Thursday, August 18, 2016

Xen altp2m on ARM

The introduction in one of my previous posts shortly describes the idea behind GSoC and mentions the topic I have been working on during the "Summer of Code". This post gives a general idea of altp2m on ARM and talks about my achievements.

Recap on Virtualization and Virtual Machine Introspection

Before we can talk about Xen's subsystem altp2m, we need to recap our knowledge about virtual machines (VMs) or hypervisors and Virtual Machine Introspection (VMI). Without going into details, system virtualization is about introducing isolated execution environments for entire systems -- each with its own operating system (OS)[0]. Similar to x86, the ARM architecture provides its own set of hardware virtualization extensions that simplifies the process of system virtualization. These virtualization extensions strongly differ from architecture to architecture but have the following properties in common: An additional, high privileged mode that is specially designed for the hypervisor (VMX-root on x86; HYP mode on ARM) and the virtualization of the guest's physical memory through a hardware supported set of second level address translation tables (EPT/NPT on x86; 2nd stage translation tables on ARM). Most common hypervisors, including the open source KVM and Xen hypervisor, make use of these virtualization extensions to virtualize guest systems.

Virtualization technology entails various benefits, such as flexibility and resource utilization. Besides, in the recent years, virtualization technology has been increasingly leveraged for security purposes. In this context, security applications were moved out of the operating systems into a hypervisor with a smaller attack surface and higher privileges to perform Virtual Machine Introspection[1]. In this way, the omniscient character of hypervisors lends security applications the necessary means for observation, analysis, and control of guest virtual machines. The term VMI has been coined by Garfinkel et al.[1] and used since 2003 to describe the ability of analyzing and manipulating the guest's state from the outside of the VM. To prevent, e.g., split-personality malware to register that it is being analyzed, the entire VMI process must be performed in a stealthy way.

By its nature, VMI achieves a high degree of stealthiness as it operates from a level below the actual operating system. Yet, when it comes to VMI-based dynamic (malware) analysis or debuggers, the guest system needs to be modified. For instance, instead of using hardware breakpoints that are limited in number and potentially used by the guest system itself (for benign or obfuscation purposes), one could apply software breakpoints or perform further instrumentation of a specific application in question so that the application eventually traps into the underlying hypervisor for monitoring purposes. Obviously, this mechanism almost screams for exposure. In this scenario a simple integrity checker might be sufficient to reveal the fact that an application is being monitored or at least has been modified. In the face of a malicious application, such exposures would potentially lead to a different behavior of the malware instance itself impeding analysis. In case of benign OS-level integrity checkers, such exposure might even lead to a system crash, as it is the case with Windows and PatchGuard. Consequently, these issues demand a mechanism that cannot be revealed that easily. And this is where Xen's subsystem altp2m comes into play.
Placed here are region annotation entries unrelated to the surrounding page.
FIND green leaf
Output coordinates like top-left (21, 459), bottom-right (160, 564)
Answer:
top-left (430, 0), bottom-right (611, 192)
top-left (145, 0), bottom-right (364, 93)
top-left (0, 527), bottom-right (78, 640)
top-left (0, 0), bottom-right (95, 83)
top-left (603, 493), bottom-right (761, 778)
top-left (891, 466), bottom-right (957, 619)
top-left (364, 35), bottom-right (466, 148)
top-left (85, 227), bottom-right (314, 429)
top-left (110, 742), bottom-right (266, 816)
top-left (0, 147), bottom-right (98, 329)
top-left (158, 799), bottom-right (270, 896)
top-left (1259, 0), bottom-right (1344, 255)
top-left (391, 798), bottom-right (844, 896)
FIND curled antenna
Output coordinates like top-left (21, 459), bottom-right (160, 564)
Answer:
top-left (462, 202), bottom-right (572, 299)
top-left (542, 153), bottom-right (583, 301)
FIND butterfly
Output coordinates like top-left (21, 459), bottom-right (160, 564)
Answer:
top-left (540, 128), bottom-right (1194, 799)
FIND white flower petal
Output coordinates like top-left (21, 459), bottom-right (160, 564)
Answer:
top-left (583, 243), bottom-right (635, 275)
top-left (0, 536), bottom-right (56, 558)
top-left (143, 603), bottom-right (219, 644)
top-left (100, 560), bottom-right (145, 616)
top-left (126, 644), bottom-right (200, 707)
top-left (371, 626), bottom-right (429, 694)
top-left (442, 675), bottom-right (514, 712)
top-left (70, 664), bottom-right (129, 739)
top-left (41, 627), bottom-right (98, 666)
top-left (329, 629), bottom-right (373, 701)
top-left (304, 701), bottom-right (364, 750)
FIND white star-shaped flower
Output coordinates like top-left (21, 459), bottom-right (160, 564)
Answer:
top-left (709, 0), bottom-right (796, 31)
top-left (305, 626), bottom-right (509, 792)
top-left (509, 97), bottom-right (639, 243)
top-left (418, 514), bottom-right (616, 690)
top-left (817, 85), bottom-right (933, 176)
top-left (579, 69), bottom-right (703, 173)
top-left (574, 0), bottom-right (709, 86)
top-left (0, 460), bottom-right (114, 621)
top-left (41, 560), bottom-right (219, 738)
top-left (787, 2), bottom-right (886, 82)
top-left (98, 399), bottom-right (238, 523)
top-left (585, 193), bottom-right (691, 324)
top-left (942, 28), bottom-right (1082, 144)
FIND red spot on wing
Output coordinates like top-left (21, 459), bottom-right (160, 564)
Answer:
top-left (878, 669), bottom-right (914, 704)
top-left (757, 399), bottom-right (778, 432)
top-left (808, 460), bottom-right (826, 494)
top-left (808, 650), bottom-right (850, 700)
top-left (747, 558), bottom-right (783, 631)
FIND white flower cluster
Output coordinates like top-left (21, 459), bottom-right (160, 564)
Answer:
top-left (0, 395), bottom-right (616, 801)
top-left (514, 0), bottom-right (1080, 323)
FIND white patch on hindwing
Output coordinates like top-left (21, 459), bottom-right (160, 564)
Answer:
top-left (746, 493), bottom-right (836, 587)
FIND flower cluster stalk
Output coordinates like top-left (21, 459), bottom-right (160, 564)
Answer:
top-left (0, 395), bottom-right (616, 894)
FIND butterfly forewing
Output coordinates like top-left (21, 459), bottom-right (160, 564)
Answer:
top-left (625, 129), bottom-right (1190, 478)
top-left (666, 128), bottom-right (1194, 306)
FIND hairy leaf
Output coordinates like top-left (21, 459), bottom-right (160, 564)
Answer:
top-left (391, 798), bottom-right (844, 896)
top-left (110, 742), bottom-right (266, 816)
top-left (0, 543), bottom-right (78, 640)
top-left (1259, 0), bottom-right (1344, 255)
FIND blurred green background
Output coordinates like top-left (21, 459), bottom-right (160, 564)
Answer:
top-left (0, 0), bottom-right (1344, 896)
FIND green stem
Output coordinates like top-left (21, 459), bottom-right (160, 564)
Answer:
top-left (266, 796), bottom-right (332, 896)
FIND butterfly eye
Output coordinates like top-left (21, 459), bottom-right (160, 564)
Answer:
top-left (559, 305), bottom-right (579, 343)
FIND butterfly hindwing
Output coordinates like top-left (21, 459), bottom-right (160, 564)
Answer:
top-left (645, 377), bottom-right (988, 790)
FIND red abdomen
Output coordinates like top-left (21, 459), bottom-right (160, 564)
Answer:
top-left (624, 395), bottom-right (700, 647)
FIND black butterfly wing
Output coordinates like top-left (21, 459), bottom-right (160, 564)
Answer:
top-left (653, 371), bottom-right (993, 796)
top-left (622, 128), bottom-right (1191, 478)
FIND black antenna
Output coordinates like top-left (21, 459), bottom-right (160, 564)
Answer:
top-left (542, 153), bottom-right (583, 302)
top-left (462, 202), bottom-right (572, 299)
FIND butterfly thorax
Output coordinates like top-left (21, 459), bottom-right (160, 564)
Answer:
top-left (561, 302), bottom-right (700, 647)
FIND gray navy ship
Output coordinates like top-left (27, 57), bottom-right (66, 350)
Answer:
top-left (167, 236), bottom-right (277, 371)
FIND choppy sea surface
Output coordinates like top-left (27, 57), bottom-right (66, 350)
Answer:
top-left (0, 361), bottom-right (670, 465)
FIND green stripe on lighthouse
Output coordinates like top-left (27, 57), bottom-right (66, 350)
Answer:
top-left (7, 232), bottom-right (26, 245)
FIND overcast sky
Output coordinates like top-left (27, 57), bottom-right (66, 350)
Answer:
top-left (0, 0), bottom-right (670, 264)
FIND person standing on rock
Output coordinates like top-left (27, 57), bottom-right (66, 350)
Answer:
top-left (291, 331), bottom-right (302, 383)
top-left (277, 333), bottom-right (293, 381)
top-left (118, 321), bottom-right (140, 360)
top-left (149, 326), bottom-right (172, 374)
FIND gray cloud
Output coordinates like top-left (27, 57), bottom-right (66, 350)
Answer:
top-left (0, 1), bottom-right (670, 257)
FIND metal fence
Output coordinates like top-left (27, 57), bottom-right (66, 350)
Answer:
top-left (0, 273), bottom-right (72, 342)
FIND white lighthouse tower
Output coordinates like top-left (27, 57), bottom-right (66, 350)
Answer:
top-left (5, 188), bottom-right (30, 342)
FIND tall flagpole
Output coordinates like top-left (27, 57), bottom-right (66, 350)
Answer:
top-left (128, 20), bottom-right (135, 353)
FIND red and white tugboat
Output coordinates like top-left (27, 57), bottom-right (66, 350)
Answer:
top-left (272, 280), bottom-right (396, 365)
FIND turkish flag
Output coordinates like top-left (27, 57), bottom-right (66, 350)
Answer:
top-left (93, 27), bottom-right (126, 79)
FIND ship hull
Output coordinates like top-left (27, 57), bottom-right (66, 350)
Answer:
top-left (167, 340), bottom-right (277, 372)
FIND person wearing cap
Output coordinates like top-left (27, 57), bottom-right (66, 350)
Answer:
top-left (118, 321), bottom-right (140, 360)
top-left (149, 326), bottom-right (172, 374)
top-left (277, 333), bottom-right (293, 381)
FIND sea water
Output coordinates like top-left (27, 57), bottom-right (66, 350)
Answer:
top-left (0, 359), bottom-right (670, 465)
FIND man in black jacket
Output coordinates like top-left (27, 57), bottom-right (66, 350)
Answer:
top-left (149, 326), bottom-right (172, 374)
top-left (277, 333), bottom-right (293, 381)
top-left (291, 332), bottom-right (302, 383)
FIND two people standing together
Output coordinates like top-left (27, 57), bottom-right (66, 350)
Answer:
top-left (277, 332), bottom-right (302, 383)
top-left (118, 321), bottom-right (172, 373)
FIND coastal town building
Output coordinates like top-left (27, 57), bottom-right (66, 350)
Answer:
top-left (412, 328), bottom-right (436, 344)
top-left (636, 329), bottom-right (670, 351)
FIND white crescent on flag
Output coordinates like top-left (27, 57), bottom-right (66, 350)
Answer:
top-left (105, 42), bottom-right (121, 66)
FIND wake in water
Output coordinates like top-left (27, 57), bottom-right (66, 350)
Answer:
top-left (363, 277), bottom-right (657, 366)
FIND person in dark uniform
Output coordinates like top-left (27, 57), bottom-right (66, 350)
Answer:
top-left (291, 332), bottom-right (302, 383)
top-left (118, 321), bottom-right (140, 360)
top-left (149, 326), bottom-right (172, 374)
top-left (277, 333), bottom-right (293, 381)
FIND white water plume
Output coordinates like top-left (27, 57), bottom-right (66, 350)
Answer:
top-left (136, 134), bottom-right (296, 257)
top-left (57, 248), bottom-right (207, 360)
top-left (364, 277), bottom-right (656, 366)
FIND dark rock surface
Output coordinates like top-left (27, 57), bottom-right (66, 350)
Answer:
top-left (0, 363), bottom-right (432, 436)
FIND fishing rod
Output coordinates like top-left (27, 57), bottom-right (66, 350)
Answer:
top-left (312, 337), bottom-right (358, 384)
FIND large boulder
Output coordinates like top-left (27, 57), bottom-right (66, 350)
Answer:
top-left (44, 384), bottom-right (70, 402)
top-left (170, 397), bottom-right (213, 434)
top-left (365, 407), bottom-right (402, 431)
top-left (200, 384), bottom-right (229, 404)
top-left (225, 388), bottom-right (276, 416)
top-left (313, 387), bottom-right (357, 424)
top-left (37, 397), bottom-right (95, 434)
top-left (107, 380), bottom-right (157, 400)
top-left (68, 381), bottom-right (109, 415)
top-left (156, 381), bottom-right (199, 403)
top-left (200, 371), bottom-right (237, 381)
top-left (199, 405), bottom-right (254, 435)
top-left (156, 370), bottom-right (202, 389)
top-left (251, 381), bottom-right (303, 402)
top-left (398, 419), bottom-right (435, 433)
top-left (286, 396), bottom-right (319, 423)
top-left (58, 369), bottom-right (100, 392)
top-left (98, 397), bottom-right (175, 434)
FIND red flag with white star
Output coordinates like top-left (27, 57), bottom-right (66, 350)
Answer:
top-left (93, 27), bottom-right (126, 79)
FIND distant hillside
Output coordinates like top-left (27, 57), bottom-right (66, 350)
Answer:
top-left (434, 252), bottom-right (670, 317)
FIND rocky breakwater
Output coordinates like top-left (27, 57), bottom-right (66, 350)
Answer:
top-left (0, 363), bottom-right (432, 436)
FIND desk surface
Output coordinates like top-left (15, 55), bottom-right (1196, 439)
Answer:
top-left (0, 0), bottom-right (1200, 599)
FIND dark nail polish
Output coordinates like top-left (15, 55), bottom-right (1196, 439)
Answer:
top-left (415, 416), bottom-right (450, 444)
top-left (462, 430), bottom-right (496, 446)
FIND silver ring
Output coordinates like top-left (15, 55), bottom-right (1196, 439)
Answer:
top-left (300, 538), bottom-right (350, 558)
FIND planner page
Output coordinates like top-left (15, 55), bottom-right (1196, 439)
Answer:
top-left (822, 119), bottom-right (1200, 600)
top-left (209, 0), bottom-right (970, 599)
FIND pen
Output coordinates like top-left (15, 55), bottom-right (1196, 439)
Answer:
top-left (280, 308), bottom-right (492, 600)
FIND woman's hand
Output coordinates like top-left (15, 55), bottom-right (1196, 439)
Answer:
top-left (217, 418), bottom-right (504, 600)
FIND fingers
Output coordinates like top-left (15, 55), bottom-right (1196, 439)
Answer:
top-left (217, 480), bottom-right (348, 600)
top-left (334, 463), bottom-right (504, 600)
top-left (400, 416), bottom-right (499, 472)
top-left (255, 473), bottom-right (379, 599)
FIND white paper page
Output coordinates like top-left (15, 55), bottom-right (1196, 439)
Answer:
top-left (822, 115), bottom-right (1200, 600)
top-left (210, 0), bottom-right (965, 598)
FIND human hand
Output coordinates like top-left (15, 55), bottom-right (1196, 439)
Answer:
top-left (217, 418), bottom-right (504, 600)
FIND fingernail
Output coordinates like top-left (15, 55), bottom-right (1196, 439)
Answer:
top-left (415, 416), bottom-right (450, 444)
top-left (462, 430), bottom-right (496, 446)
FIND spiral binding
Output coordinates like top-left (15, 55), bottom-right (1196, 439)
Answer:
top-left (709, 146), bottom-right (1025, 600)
Xen altp2m and its application

The Xen subsystem altp2m stands for alternate p2m. In this context, the term p2m refers to a second level address translation table translating guest physical addresses (p) to host physical or in Xen's jargon machine addresses (m). Usually, there is one p2m table per guest domain that is managed by Xen. This has been changed with alternate p2m tables. On x86 or more precisely on modern Intel architectures, a p2m table can be regarded as an EPT table represented by the EPTP pointer within the hardware defined data structure VMCS -- whereas the VMCS holds the host's and the guest's state and further VM control information. The interesting thing about the VMCS is that it is capable of holding up to 512 EPTPs. That is, one could define up to 512 EPT tables (and hence p2m's). Besides, the Intel architecture allows to dynamically switch between the EPTs by means of the VMFUNC instruction and/or the recent Virtualization Exceptions (#VE). That is, the idea behind altp2m on Xen is to maintain multiple (currently up to 10) p2m's representing different guest memory views.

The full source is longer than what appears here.